Fences, toppers for fences and even complete enclosures can be purchased online. For those not able to construct something themselves, it is very possible to purchase what is needed to create an enclosure for cats that provides safety while giving the cat some freedom to explore the outdoors. Although I know it is sometimes necessary, I don’t like the idea of indoor only cats, because I would not want to live my whole life indoors. Monty, as an ex-feral cat, is naturally going to desire time outdoors. I applaud efforts people make to give their cats the outdoor experience in a safe way. I think it is important to remember two things about our cats: They are absolutely smarter than us and will find ways to outsmart us and do what they want to do. They are also little idiots. They don’t know the dangers of humans who can’t be trusted, automobiles that aren’t going to stop for them, things outside they absolutely must not try to eat or drink and that if they fight with other animals they absolutely can lose the fight and get hurt. Just as we wouldn’t hand our fourteen year old the key to car because he asks, we don’t have to give our cat every desire of his heart if we know that doing so puts him at risk.
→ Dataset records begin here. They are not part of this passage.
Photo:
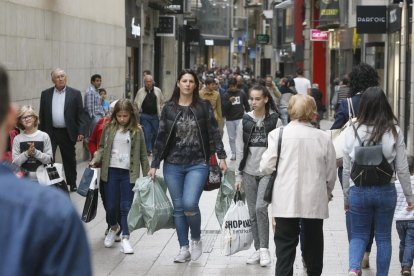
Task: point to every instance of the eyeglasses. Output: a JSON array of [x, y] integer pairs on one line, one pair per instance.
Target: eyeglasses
[[28, 117]]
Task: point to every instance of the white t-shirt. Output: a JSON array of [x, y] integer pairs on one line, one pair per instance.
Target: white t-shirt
[[121, 150], [302, 85]]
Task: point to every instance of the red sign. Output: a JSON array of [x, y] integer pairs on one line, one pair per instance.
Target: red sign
[[318, 35]]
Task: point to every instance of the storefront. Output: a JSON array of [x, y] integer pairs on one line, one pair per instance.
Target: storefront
[[213, 20]]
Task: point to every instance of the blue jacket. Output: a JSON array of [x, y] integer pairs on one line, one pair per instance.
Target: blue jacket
[[341, 116], [41, 232]]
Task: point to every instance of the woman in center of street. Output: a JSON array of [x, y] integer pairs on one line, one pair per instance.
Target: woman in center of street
[[188, 134], [303, 186]]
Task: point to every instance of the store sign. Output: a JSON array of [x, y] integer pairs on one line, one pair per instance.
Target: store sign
[[394, 18], [166, 26], [262, 39], [371, 19], [209, 42], [318, 35], [176, 7], [329, 10]]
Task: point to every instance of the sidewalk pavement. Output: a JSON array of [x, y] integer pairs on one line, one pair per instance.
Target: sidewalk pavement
[[154, 253]]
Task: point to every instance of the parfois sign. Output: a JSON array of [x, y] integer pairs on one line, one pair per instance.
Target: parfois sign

I do feel sad for Monty that he can’t climb every tree in the yard anymore. But is it not normal in life to have things we once enjoyed doing no longer be available to us? They become happy memories. I will never again get to push the merry-go-round at recess and listen to the kids shriek with delight when I got it going really fast. I’m never again going to climb up that huge pine tree in my parent’s ravine, because although I gained two inches in height since age 13, the tree grew so that the branches are completely out of my reach. Also the top of it snapped off in a tornado. My days of climbing up and standing in upmost branches of that tree are long past. So believe me when I say that I know how Monty feels to be denied access to his favorite tree. I feel his loss, because I know that loss and a million others like it. Sometimes new pleasures replace the old, but sometimes not. I cannot, in trying to give Monty a good life, make the world anything different than what it is. It is not always fun. It is not always perfectly safe. I can only do my best to give him both fun and safety, because I love him.